Given that these techniques, now in general use, are not needed to make fine wine, Ridge has opted to include an ingredient list on its labels. Besides the sustainably-grown grapes and their natural yeasts and malolactic bacteria, we note everything added, even when (as in the case of fresh egg whites used to moderate tannins) no trace remains in the finished wine. On the limited space of a label, there is room for the few ingredients we use, but not the quantities of each. We provide those details in the wine’s background information, available on our website, or in printed form from the winery.
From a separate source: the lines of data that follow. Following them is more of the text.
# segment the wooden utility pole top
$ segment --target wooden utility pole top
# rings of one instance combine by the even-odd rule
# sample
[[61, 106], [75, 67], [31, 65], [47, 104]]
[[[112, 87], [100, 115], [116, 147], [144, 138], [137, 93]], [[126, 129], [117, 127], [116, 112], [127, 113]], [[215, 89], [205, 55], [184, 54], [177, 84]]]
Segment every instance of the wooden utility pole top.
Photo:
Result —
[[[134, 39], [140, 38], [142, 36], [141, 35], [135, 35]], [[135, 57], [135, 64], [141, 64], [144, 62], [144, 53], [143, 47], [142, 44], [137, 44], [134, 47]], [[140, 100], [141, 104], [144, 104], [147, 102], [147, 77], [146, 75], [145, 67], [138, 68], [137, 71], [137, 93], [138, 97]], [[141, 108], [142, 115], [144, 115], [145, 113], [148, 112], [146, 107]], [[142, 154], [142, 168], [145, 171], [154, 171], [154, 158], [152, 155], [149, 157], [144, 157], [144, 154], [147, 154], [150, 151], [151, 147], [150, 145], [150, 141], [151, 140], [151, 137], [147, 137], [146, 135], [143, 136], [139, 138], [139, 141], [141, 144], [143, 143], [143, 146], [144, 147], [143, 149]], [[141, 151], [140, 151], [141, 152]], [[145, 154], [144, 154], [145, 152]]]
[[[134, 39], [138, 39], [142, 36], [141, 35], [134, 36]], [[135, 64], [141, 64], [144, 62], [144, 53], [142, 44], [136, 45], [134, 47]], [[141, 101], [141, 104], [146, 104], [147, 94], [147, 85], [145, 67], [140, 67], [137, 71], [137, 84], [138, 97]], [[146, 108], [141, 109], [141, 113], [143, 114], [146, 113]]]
We believe that ingredient labeling should remain voluntary, and would oppose any regulations that would require it. For small producers, the costs of laboratory analysis to accurately list every element in each of their wines—which would differ with each vintage—could mean a serious hardship. It would also be difficult for large producers where each bottling of the same wine would differ as well. The space now providing background for the consumer would be replaced by a list of additives, but with no mention of invasive processing. It should be noted that all the many additives are approved as safe to consume, and that the industrial processing machinery is also approved; there is no danger to the public when a producer chooses to make use of them.
We refer to Ridge winemaking as pre-industrial, and hope to encourage other fine-wine producers to voluntarily entrust their customers with a list of their ingredients.